The reality in that story — when one actually traces it — is almost always that the cancer was already advanced at the time of biopsy, and what appeared to be spread after biopsy was spread that was already present and detected subsequently. The biopsy did not cause the spread. It revealed the extent of disease that already existed.
Prostate cancer caught at Stage I or II has a near 100% 10-year survival. Prostate cancer caught at Stage IV — with metastases to bones or lymph nodes — has a fundamentally different prognosis. The biopsy does not change the biology of the cancer. Delay does.
A prostate biopsy takes 15–20 minutes, is performed under local anaesthesia, and involves a thin needle that takes small tissue samples from specific areas of the prostate. It is an outpatient procedure. Most men return to normal activity the following day.
A prostate biopsy involves passing a thin needle into the prostate to take small tissue samples (cores) that are examined under a microscope. The procedure is guided by ultrasound and increasingly uses MRI-fusion technology to target suspicious areas identified on prior MRI scanning.
Local anaesthetic is injected around the prostate before the biopsy — a periprostatic nerve block — which makes the procedure significantly more comfortable. The actual needle passes take a fraction of a second each. Most patients describe the experience as uncomfortable but not severely painful.
The procedure takes 15–20 minutes. You go home the same day. Most men return to work and normal activities within 24–48 hours.

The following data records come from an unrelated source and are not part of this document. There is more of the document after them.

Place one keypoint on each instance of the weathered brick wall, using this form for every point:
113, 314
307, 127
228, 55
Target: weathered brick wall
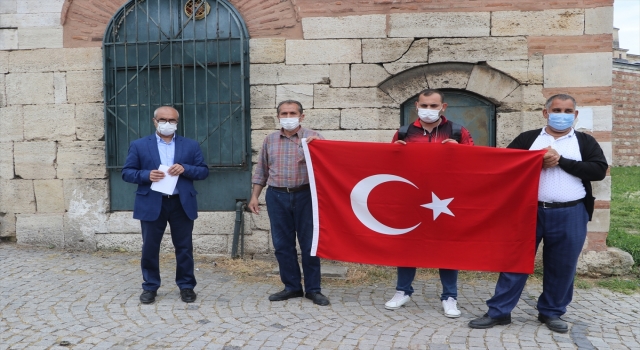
351, 63
626, 114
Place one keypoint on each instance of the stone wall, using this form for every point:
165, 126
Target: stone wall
626, 114
351, 63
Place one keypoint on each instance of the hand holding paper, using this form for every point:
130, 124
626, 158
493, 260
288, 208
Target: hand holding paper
168, 184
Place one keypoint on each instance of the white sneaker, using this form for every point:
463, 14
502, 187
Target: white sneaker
397, 301
450, 308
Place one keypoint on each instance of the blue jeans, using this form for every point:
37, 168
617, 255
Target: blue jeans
181, 236
448, 278
563, 231
291, 214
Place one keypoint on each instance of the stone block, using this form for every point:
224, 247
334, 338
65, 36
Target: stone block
339, 75
578, 70
211, 244
439, 24
417, 53
49, 122
89, 121
81, 160
267, 50
322, 119
60, 87
6, 160
478, 49
602, 118
7, 225
29, 88
289, 74
347, 27
360, 135
600, 221
123, 222
598, 20
49, 196
384, 50
326, 97
300, 93
264, 119
16, 196
11, 124
215, 223
84, 86
263, 96
552, 22
602, 189
40, 37
35, 160
324, 51
490, 83
8, 38
4, 62
448, 75
611, 262
45, 230
370, 118
83, 197
364, 75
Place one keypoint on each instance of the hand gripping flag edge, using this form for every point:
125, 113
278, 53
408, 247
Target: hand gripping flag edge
314, 197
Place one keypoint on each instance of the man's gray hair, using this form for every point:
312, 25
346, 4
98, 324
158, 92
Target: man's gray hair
562, 97
155, 113
286, 102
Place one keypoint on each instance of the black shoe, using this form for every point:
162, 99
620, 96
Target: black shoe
488, 322
285, 295
188, 295
554, 323
148, 296
318, 298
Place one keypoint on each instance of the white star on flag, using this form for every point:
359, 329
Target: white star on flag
438, 206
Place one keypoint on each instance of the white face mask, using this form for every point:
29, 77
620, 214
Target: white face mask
429, 115
167, 129
289, 123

Transrectal ultrasound-guided biopsy taking 10–12 cores systematically from the prostate. Widely available but misses anteriorly located tumours and cannot specifically target MRI lesions.
The MRI image is overlaid onto the real-time ultrasound image, allowing the needle to be directed precisely to the suspicious lesion identified on MRI. More accurate, fewer unnecessary cores, higher detection rate for clinically significant cancer. This is the current standard of care.

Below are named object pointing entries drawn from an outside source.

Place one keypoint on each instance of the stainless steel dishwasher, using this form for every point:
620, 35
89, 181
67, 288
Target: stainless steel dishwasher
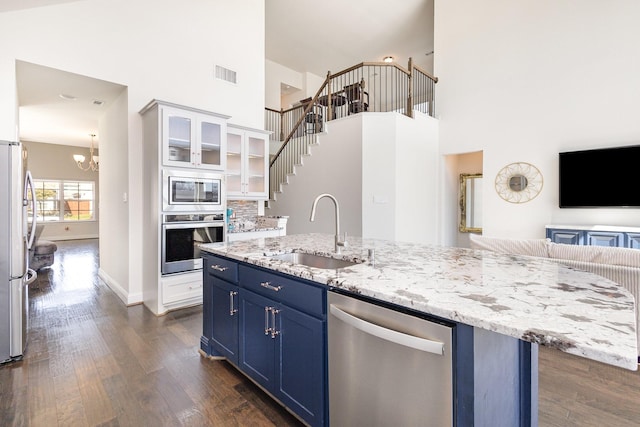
387, 368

Traditionally, prostate biopsies were performed via the transrectal route — through the rectal wall. The transperineal approach — through the skin between the scrotum and anus — is increasingly preferred as it has a significantly lower infection risk (avoiding the bacteria-laden rectal environment). Many centres have now moved to transperineal as the standard approach.
Fever above 38.5°C, inability to pass urine, heavy bright red bleeding, or feeling very unwell — go to the emergency department immediately. Post-biopsy sepsis is rare but serious and requires prompt antibiotic treatment.
The prostate biopsy is not your enemy. It is the instrument of certainty in a situation otherwise dominated by uncertainty. It tells you whether you have cancer and if so, what type — information that is the foundation of every subsequent decision.
The fear of the biopsy — particularly the cancer seeding myth — has cost lives. Men who delayed by months or years waiting for a reason not to have the biopsy, while a curable cancer became incurable.
If your urologist has recommended a biopsy, the reason is that your clinical picture warrants one. The biopsy will not make things worse. Not having it might.
This article is written to address common patient concerns about prostate biopsy and does not constitute medical advice. The decision to perform a biopsy is made by a qualified urologist based on individual clinical findings. If you have concerns about a recommended biopsy, discuss them directly with your urologist rather than postponing the procedure without medical guidance.